The second is, for lack of a better term, the ego, the intellect or logic, with the loss of that connection that temporeality I mentioned before falls by the wayside..."nights don't fall so easily", they must be WILLED in other words, willed by what? The dust offers a clue, a fallacious sunset created by the dust of our malignancy we send up in the fear of isolation. And ultimately, the reality, when the dust settles...the light flees as the shimmering silver of the wondrous la luna
Lastly we have the Superego...the pure feeling. Holding wishes in this perpetual twilight, the recognition of the lack of power will has over change on such a level as sunrise and moonrise remain "unwashed", "unclean", unresolved ultimately. Still, hope if offered, the wonderment of the rain bleeding such blame from the subject...blood for an inkwell which, in the last line, is mentioned as unwritten, the hopes and dreams that will never see the written page.
This is a beauiful work, the general concept I've seen before, but the impact of it, and the way in which you convey it more than makes up for it. Awesome job.
You've taken the poem into a much larger dimension than I envisioned, and I love it!
I wrote this some years ago and it was the distillation of some personal stuff, so it was very much inward looking. It's heartening that, despite that, you saw somewhat universal relevance in it. You've just proved what you said earlier re learning about one's work from others' readings of it.
Any time, really, for me I write for myself...it's a special treat when someone comes up with an idea on it I'd never have guessed at...truth is, what is personal is almost always something someone else has been through, so in a sense the personal IS the universal which is why I think such poems are so universally accessible...thank-you for posting it.
--
Andrew Hussey
"For a sorcerer, reality, or the world we all know, is only a description that has been pounded into you from the moment you were born."
The first stanza deals with physicality, the Id as Freud would call it...arms, to hands to fingertips, implies to me a sense of distance, where the will to physically contact someone or something only holds valid by doing it in a sense "by proxy", moving the arms, to control the hands to the fingers. Notice how they "keep time at a distance", or rather those physical moments adhere to basic temporeality, we cannot touch as a spirit and so, through this physicality, these bags of flesh we can EMULATE connection. Then finally the consequence, this lack of connection emptying the emotional core of the person "the heart" no longer carries the hope of connection, and with the next line, that connection is sublimated elsewhere...where? Is it in some other aspect of the self? In some external escape such as drugs? He leaves these questions abiguous.

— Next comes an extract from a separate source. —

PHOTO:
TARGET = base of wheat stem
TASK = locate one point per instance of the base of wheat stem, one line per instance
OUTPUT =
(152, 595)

The second is, for lack of a better term, the ego, the intellect or logic, with the loss of that connection that temporeality I mentioned before falls by the wayside..."nights don't fall so easily", they must be WILLED in other words, willed by what? The dust offers a clue, a fallacious sunset created by the dust of our malignancy we send up in the fear of isolation. And ultimately, the reality, when the dust settles...the light flees as the shimmering silver of the wondrous la luna
Lastly we have the Superego...the pure feeling. Holding wishes in this perpetual twilight, the recognition of the lack of power will has over change on such a level as sunrise and moonrise remain "unwashed", "unclean", unresolved ultimately. Still, hope if offered, the wonderment of the rain bleeding such blame from the subject...blood for an inkwell which, in the last line, is mentioned as unwritten, the hopes and dreams that will never see the written page.
This is a beauiful work, the general concept I've seen before, but the impact of it, and the way in which you convey it more than makes up for it. Awesome job.